The urologist 1 month ago - on seeing my PSA went up to 10.5 - basically offered me two choices: 1) Another invasive biopsy, or 2) Having a newer, vastly more sensitive PET scan for prostate cancer, called the PSMA. The latter having the advantage of using a radioactive tracer that actually seeks out prostate -specific cancer cells - which most likely have become "mets" or metastases. See e.g.
The urologist has known I've been postponing going the anti-androgen route for as long as possible given the horrific side effects: soaring triglycerides (mine are already high at 191), risk of diabetes, heart attacks and strokes, cognitive dysfunction, severe depression and massive weight gain. E.g.
But he indicated that if there are any bone mets - metastases of the cancer in bones - all bets were off and I'd have to go the anti-androgen route. It was either that or suffer sporadic broken bones, possibly even paralysis if a met or mets in the spine weakened it to the point of collapse.
The problem was that the nearest PSMA scan site was in Lone Tree, Colo., the Rocky Mountain Cancer Center- nearly 50 miles away. But rather than deal with yet another bloody biopsy - which would not locate bone mets anyway- I opted for the PSMA.
We arrived at about 1:30 p.m. yesterday at the center, where I was met by a staffer who escorted me into the prep room. There, I first had to complete the requisite insurance forms. Then 10 minutes later, an NP arrived to find a vein site, into which the radioactive tracer would be infused.
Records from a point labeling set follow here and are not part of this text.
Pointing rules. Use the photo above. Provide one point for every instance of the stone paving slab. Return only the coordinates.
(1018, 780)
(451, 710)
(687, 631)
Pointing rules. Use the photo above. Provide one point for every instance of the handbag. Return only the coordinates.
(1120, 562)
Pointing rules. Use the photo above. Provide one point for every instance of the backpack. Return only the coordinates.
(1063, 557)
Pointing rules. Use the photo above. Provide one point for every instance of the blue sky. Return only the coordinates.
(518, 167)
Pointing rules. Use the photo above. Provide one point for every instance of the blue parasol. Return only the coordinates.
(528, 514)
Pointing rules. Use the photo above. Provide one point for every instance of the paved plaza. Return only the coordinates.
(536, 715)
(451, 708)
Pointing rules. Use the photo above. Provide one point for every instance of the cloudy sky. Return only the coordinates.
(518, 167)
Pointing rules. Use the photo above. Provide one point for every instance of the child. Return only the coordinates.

The infusion process lasted something like 50 minutes using an IV drip, during which time I remained in a recliner.
Fortunately, I'd had the good sense to bring a book to read to pass the time. I was also given a bottle of water to drink and told to consume it in the time to help disperse the tracer for a more effective scan - and in any case the bladder needed to be empty for the optimal effective result.
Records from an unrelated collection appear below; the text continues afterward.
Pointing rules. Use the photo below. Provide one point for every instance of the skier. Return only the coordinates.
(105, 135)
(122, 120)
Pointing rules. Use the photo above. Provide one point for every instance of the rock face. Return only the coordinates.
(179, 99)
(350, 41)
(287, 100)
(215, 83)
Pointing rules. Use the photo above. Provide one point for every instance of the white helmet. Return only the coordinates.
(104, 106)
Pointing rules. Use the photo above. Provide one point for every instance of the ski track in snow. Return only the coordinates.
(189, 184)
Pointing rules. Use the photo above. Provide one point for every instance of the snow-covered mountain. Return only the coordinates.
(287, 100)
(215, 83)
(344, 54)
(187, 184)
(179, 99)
By 2:45 it was 'show time' and I was told to use the restroom after which I was. led by the actual technician to the scanning table. The procedure meant I had to remain perfectly still for a full 25 minutes. Still a lot better than a trans-rectal biopsy with up to 15 'sticks' by a needle gun, into the gland. All that and then blood in urine, semen etc. and possible sepsis. Thanks but no thanks.
By about 3:15 the final scan was completed, but as I tried to get up I immediately became dizzy and had to be assisted to the restroom. There I changed back into regular street clothes, after which the tech ordered a wheel chair. As she put it: "Wouldn't look good for our Center to have the last scan done of the day ending up with the patient falling and breaking his nose!".
I didn't' argue as it was a long way to the car, and having already taken one bad fall in Budapest 7 years ago, I was not anxious to repeat the experience! After the scan we drove to an Indian restaurant in Lone. Tree where we enjoyed some of the best Lamb Vindaloo, Lamb Korma and samosa either of us ever had. It was a memorable day for sure, but now I have to await the scan results due on Monday or Tuesday.
If any mets - namely bone mets- are visible - it means the newest drug (Orgovyx) will be prescribed to lower the testosterone (already low at 223 mg/ dL) and especially the PSA. It is the T which feeds the cancer cells and enables them to metastasize, wherever they are. This 'medical castration' first developed in the 1940s, remains the last and literally only hope for men with advanced prostate cancer. (The other is surgical castration or orchiectomy which we are told is vastly cheaper than the drug route - but fewer get it for obvious reasons.)
'Jeez, if we could go to the Moon couldn't we find something better by now?".
Well, no, that is where we're at: basically an 80 year old 'remedy' which is more like a cancer 'controller' not a cure. And ultimately the cancer will win since as the Johns Hopkins specialist Patrick Walsh has noted ('Surviving Prostate Cancer') only the PSA-sensitive cells are affected - the others continue to grow.
The ultimate end is reached with the castrate resistant phase, which may be in 5 years, or even 10 if one is lucky. The benefit of Ogovyx is it can be taken by tablet (120 mg) a day with an initial 3x 120 mg 'loading dose', as opposed to having to come in for shots. There are also far fewer side effects than the other major anti-androgen, Lupron.
The problem is the drug is expensive, and although I've been approved for it by Medicare, the last co-pay quoted (by the specialist pharmacy that provides it) was $1,017 a month. Which I am now trying to get reduced by applying for whatever assistance is available. Anyway, we will see what happens with the scan. If no bone Mets are present I will likely postpone getting the Orgovyx.
Maybe the cost will come down in the meantime. Maybe, but I am not placing any Vegas bets!